Liquid Cooling for AI GPU Servers — DLC, Immersion, and Data Center Requirements

High-density GPU servers for AI training and inference — particularly those using NVIDIA H100 SXM5, H200 SXM5, and B200 SXM5 — exceed the thermal dissipation capacity of conventional data center air cooling. A single 8-GPU H100 SXM5 server (Supermicro SYS-821GE-TNHR, Dell XE9680) has a TDP of 10.2–11.2 kW. A single rack of 8 such servers reaches 80–90 kW per rack — far beyond the 8–15 kW per rack that typical precision air conditioning (CRAC/CRAH) can remove. B200-based servers exceed this further, with 8-GPU configurations reaching 120+ kW per rack. Liquid cooling is mandatory for high-density GPU cluster deployments.

Why Air Cooling Fails at GPU Densities

Conventional hot-aisle/cold-aisle air cooling in data centers is designed for standard server densities of 3–10 kW per rack. Modern air-cooled servers (1U/2U dual-CPU servers, network switches, storage arrays) typically draw 0.2–2 kW per 1U. A standard 42U rack might contain 20 compute servers at 1.5 kW each = 30 kW total, which conventional CRAC units can handle.

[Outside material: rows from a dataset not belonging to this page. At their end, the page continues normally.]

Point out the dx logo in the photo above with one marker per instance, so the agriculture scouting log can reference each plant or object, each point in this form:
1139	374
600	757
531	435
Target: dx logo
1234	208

GPU AI servers break this assumption. Each NVIDIA H100 SXM5 GPU has a 700W TDP; 8 GPUs plus CPUs, memory, NVMe, and networking in a 10U server total roughly 10–11 kW for a single server. Four such servers in one rack reach 40–44 kW. Eight servers fill a 42U rack and reach 80–90 kW. Conventional air cooling cannot remove this heat — the physics of moving air across hot components limit the maximum heat extraction to approximately 20–30 kW per rack for standard cooling infrastructure, even with high-pressure precision air conditioning.

Direct Liquid Cooling (DLC)

Direct Liquid Cooling (also called direct-to-chip cooling or cold plate cooling) is the most widely deployed liquid cooling method for enterprise GPU servers. In DLC, a metal cold plate is mounted directly on the GPU die (and optionally on CPUs, memory, and VRMs). Coolant — typically water or a water-glycol mixture — flows through the cold plate, absorbs heat from the component, and carries it to a heat exchanger connected to the facility's chilled water loop.

DLC does not replace air cooling entirely — fans and air circulation remain inside the server chassis to cool components that are not directly on the liquid loop (PCIe retimers, NVMe drives, board-level components). DLC servers are typically described as "liquid + air hybrid" cooling systems. The percentage of heat removed by liquid varies by design: high-density DLC servers route 60–90% of total server heat to the liquid loop, with the remainder exhausted as hot air to the room.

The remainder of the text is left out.